По плохой одежде, представлявшей странную смесь и польских кунтушей, и козацких жупанов, и жидовских кацавеек, и мужицких кожухов, свит и женских кожушанок, корсеток и татарских халатов, и черкесских бурок, по смелым заплатам и рискованным лохмотьям в гостях сразу можно было признать голоту, бежавшую от панских канчуков и от арендаторских когтей под гостеприимные кровли запорожских шинков, к братчикам под защиту. Теперь эти беглецы предавались, после изнурительных работ широкому отдыху и безделью, терпеливо ожидая даровых угощений от богатых гуляк; один, впрочем, штопал и зашивал прорехи и дырья в своем фантастическом костюме, а другой, почти нагой, что–то усерднейше шил.

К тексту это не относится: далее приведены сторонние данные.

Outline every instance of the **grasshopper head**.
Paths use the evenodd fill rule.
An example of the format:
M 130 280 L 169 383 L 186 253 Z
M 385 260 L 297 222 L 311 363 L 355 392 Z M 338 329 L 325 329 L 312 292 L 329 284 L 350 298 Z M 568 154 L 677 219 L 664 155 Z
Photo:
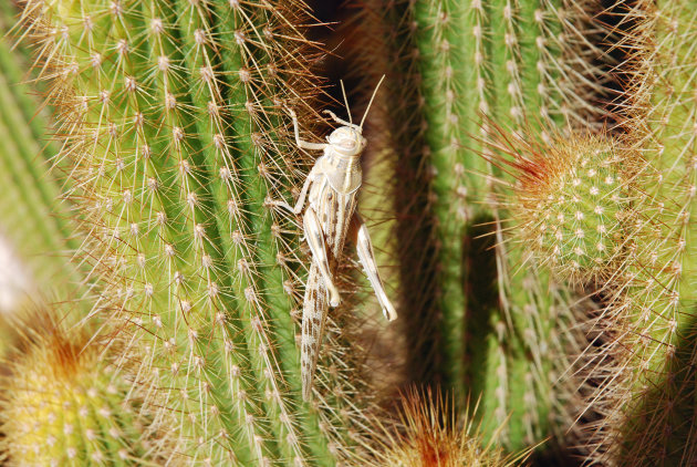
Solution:
M 365 149 L 366 141 L 358 126 L 341 126 L 326 138 L 332 148 L 343 156 L 357 156 Z

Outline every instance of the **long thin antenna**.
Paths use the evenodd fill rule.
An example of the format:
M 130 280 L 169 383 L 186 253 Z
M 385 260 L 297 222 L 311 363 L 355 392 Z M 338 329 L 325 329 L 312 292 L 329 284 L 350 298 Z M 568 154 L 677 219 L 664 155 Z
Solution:
M 377 90 L 379 89 L 379 85 L 383 84 L 384 79 L 385 79 L 385 75 L 383 74 L 383 77 L 381 77 L 379 81 L 377 82 L 377 86 L 375 86 L 375 91 L 373 91 L 373 95 L 371 96 L 371 102 L 368 102 L 368 106 L 365 108 L 363 118 L 361 118 L 361 125 L 358 125 L 361 129 L 363 129 L 363 122 L 365 122 L 365 117 L 367 116 L 367 111 L 371 110 L 371 105 L 373 105 L 373 100 L 375 98 L 375 94 L 377 94 Z
M 348 123 L 353 125 L 353 120 L 351 120 L 351 108 L 348 108 L 348 100 L 346 98 L 346 90 L 344 90 L 344 80 L 339 80 L 341 84 L 341 93 L 344 96 L 344 104 L 346 105 L 346 113 L 348 114 Z

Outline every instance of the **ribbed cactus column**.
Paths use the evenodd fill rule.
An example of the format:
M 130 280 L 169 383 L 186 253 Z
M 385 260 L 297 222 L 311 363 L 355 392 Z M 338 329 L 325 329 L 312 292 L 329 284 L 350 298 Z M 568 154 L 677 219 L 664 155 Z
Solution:
M 487 162 L 488 139 L 493 122 L 547 141 L 566 124 L 596 124 L 585 97 L 606 77 L 585 60 L 597 54 L 586 40 L 593 4 L 365 3 L 377 34 L 386 31 L 366 41 L 377 45 L 364 45 L 373 53 L 360 63 L 387 74 L 382 133 L 397 160 L 403 315 L 413 361 L 430 362 L 415 377 L 446 383 L 460 401 L 481 395 L 485 429 L 511 447 L 564 436 L 576 387 L 556 380 L 568 352 L 585 345 L 569 309 L 575 299 L 510 241 L 513 214 L 499 196 L 510 178 Z
M 507 215 L 493 178 L 500 173 L 482 157 L 488 146 L 471 136 L 486 139 L 489 118 L 516 129 L 526 117 L 551 122 L 545 85 L 555 72 L 545 68 L 559 66 L 550 63 L 559 52 L 548 22 L 556 12 L 549 3 L 446 1 L 416 2 L 407 14 L 433 172 L 441 371 L 462 399 L 481 395 L 490 433 L 512 413 L 500 434 L 520 446 L 547 433 L 550 407 L 537 404 L 551 399 L 541 349 L 552 301 L 544 277 L 517 271 L 531 263 L 504 245 Z
M 320 372 L 331 393 L 301 403 L 291 312 L 304 258 L 274 203 L 303 168 L 282 122 L 283 106 L 302 113 L 312 93 L 304 6 L 82 0 L 27 11 L 48 22 L 43 59 L 64 81 L 54 97 L 86 217 L 81 253 L 102 293 L 94 311 L 141 352 L 136 376 L 154 377 L 176 414 L 180 455 L 333 465 L 365 415 L 342 386 L 354 377 L 344 355 Z

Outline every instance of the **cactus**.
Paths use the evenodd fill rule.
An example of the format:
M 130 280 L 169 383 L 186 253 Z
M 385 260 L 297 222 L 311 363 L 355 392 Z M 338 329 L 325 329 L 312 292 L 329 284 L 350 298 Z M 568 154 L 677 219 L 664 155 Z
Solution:
M 278 203 L 305 166 L 283 106 L 313 83 L 301 2 L 32 1 L 100 299 L 177 414 L 193 463 L 332 465 L 368 411 L 329 345 L 301 403 L 298 229 Z M 308 114 L 306 108 L 303 112 Z M 341 314 L 336 316 L 341 320 Z M 333 328 L 332 325 L 331 328 Z M 334 331 L 335 332 L 335 331 Z
M 579 147 L 579 137 L 571 136 L 549 146 L 551 156 L 547 153 L 541 166 L 537 157 L 530 163 L 529 145 L 520 141 L 512 144 L 521 162 L 517 165 L 521 188 L 516 193 L 516 201 L 523 205 L 520 238 L 527 248 L 538 249 L 558 276 L 584 286 L 602 301 L 600 314 L 610 339 L 601 343 L 603 361 L 589 376 L 600 381 L 589 394 L 589 411 L 602 413 L 602 417 L 587 427 L 586 461 L 689 465 L 697 458 L 691 364 L 694 228 L 689 221 L 695 195 L 690 51 L 697 28 L 687 1 L 642 1 L 631 8 L 620 4 L 618 9 L 627 27 L 617 44 L 626 60 L 616 68 L 625 89 L 617 98 L 617 125 L 611 136 L 615 143 L 610 154 L 614 155 L 593 160 L 587 149 Z M 565 164 L 555 163 L 555 155 L 568 153 L 570 147 L 576 153 L 564 158 Z M 527 199 L 544 193 L 548 179 L 574 178 L 576 168 L 569 162 L 586 159 L 586 174 L 607 172 L 604 160 L 611 165 L 616 160 L 622 175 L 610 174 L 617 185 L 607 191 L 614 191 L 621 201 L 614 209 L 614 252 L 595 264 L 579 261 L 571 255 L 573 249 L 565 249 L 568 243 L 553 235 L 531 234 L 532 225 L 541 221 L 530 219 L 548 214 L 553 217 L 564 209 L 561 198 L 568 198 L 566 188 L 554 190 L 558 200 L 553 205 L 524 206 Z M 532 165 L 534 179 L 529 180 Z M 564 175 L 560 176 L 558 168 Z M 595 201 L 590 193 L 579 198 L 584 205 Z M 604 208 L 612 212 L 612 207 Z M 589 231 L 594 220 L 586 216 L 584 222 L 583 230 Z M 566 220 L 552 231 L 569 238 L 579 224 L 578 219 Z M 572 246 L 586 239 L 587 235 L 583 240 L 576 236 Z M 587 251 L 584 247 L 580 250 Z
M 6 357 L 0 449 L 8 465 L 162 463 L 171 427 L 152 423 L 147 394 L 108 363 L 110 350 L 90 333 L 67 332 L 54 313 L 24 316 Z
M 318 123 L 309 70 L 323 52 L 304 37 L 306 7 L 27 3 L 96 292 L 82 318 L 118 330 L 114 374 L 133 384 L 101 398 L 142 408 L 145 433 L 174 419 L 156 461 L 415 465 L 445 461 L 443 443 L 500 464 L 514 458 L 500 447 L 527 453 L 552 435 L 540 450 L 575 445 L 586 463 L 694 463 L 691 6 L 611 3 L 346 10 L 347 82 L 372 91 L 387 75 L 366 122 L 366 164 L 379 166 L 362 203 L 388 219 L 375 238 L 402 320 L 373 336 L 372 299 L 346 261 L 312 404 L 295 345 L 306 257 L 282 208 L 310 162 L 283 107 Z M 3 154 L 10 185 L 25 206 L 51 206 L 37 166 L 17 168 L 33 159 L 12 129 L 39 125 L 22 105 L 19 120 L 0 111 L 17 146 Z M 31 234 L 70 238 L 62 219 Z M 31 354 L 50 355 L 39 342 Z M 405 375 L 375 371 L 361 349 L 375 342 L 403 351 Z M 398 422 L 371 421 L 365 395 L 389 403 L 406 381 L 434 391 L 406 396 Z M 150 387 L 157 398 L 139 398 Z
M 513 449 L 550 433 L 563 443 L 579 408 L 565 407 L 575 404 L 573 383 L 556 380 L 587 345 L 576 333 L 586 316 L 544 268 L 506 243 L 514 214 L 500 204 L 507 175 L 489 162 L 488 139 L 497 125 L 534 128 L 547 141 L 601 126 L 601 106 L 587 101 L 608 81 L 600 45 L 587 40 L 600 8 L 578 7 L 361 2 L 347 41 L 355 68 L 372 76 L 363 83 L 387 74 L 374 133 L 386 135 L 378 151 L 387 147 L 395 165 L 407 369 L 454 388 L 458 405 L 481 396 L 482 429 Z M 569 418 L 554 418 L 564 411 Z
M 11 2 L 0 6 L 3 35 L 17 13 Z M 46 174 L 58 146 L 50 142 L 48 112 L 30 94 L 35 90 L 27 82 L 31 61 L 23 45 L 13 49 L 9 41 L 0 41 L 0 236 L 18 257 L 19 270 L 12 276 L 23 283 L 24 293 L 42 291 L 64 299 L 79 281 L 66 264 L 77 243 L 66 219 L 69 207 L 60 200 L 60 181 Z M 8 309 L 15 307 L 8 302 Z
M 524 465 L 532 448 L 507 455 L 493 442 L 485 442 L 470 414 L 452 417 L 451 402 L 440 393 L 408 390 L 399 406 L 400 432 L 384 429 L 384 444 L 373 447 L 373 457 L 355 465 L 391 467 L 509 467 Z M 383 427 L 384 428 L 384 427 Z

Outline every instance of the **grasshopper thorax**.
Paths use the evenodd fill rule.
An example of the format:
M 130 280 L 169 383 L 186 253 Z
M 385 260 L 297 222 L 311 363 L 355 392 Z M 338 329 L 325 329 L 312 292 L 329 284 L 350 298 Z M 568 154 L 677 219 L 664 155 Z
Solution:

Среди голоты сидел у столба и седоусый козак, с двумя почетными шрамами на лице, с закрученною ухарски за ухо чуприной, и настраивал бандуру; он все поплевывал на колышки и ругательски их ругал, что не держат струн:

– А, чтоб вас тля поточила, чтоб вы потрухли, ведьме вас в дырявые зубы, либо что, – пригонял козак слово к слову, – а вашему майстру чтоб и руки, и ноги покорчило! Не держат, проклятые, да и что хочь!

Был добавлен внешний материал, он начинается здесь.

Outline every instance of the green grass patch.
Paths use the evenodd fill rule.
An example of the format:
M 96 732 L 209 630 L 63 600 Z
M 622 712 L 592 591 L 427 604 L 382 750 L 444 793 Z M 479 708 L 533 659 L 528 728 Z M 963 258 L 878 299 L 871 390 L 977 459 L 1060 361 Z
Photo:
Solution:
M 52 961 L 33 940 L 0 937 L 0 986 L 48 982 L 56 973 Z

Соседи сочувственно относились к этой ругани, вставляя и свои словечки.

Из растворенных настежь дверей большой светлицы то и дело выбегали дивчата, шныряли между голотою, смело переступая через ноги, и через головы лежавших, то в погреб и лех за напитками, то в комору за съестным, то в амбар за овсом да ячменем. На пороге дверей у светлицы сидело два знатных козака, захмелевших порядочно. В открытую браму виднелись причал и широкое зеркало Днепра, что сверкал своими стальными, холодными волнами, но говор их был заглушен диким шумом, стоявшим в светлице и на дворище. Из шинка неслись звуки музыки, нестройные хоры песен и топот каблуков да звон подков, перемешанные с выкриками, взвизгами и женским разнузданным хохотом; на дворище пели песни и перебранивались от скуки; на перевозе кто–то кричал…

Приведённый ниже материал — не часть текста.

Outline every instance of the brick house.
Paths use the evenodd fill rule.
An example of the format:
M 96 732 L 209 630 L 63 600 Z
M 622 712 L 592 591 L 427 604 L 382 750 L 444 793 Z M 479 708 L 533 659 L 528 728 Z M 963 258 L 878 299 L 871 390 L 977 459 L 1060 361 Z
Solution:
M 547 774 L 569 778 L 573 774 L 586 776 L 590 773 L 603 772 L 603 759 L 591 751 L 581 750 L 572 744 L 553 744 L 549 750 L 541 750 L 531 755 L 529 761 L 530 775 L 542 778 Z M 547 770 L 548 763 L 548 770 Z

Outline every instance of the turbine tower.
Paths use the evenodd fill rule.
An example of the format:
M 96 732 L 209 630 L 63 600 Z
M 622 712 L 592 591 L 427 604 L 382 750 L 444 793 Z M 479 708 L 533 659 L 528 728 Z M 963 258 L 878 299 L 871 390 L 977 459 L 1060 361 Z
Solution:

В шинке, рассевшись на лавах и склонивши на столы отягченные головы, рейстровое знатное козачество, в луданых жупанах и распущенных шелковых поясах, не обращая внимания на бешеный гопак двух запорожцев, на целые тучи взбитой ими на глиняном полу пыли, несмотря на веселые звуки «козака», тянуло хором заунывную песню:

Ой не шуми листом, зелена діброва:

Голова козача щось–то нездорова,

Клониться од думи, плачуть карі очі,

Що і сна не знали аж чотири ночі!

Старый козак на дворище наконец наладил бандуру и, ударив шпарко по струнам, подхватил сильным грудным голосом:

Гей, татаре голомозі Розляглися на дорозі;

Ось узую тільки ноги –

Прожену вас, псів, з дороги!

Подсевшая невдалеке к красавцу козаку, блондину с синими большими глазами, черноокая Химка, не расслышавши мелодии, затянула совершенно другую, бойкую песню:

Ой був, та нема,

Та поїхав до млина…

Молодой козак пробовал зажать ей рукой рот.

– Да цыть, Химо, не мешай; не та ведь песня.

Но Хима расхохоталась и еще визгливее стала выкрикивать:

Ой був, та нема,

Поїхав на річку, —

Коли б його чорти взяли,

Поставила б свічку!

Не выдержали наконец такой какофонии козаки, вышедшие из душного шинку на прохладу.

– Да цыц, ты! Замолчи, ободранный бубен! – крикнул один из них подороднее, с откормленным брюшком и двойным подбородком, с черною как смоль чуприной, лежавшей на подбритой макушке грибком, – слушайте лучше, как добрые козаки поют.

– Кто это? – спросил у соседа бандурист, не отрывая глаз от ладов.

– Сулима, бывший полковник козачий, – ответил тот, – а теперь на хуторе сел под Переяславом, богачом дело… отпасывает (откармливает) себе брюхо подсоседками.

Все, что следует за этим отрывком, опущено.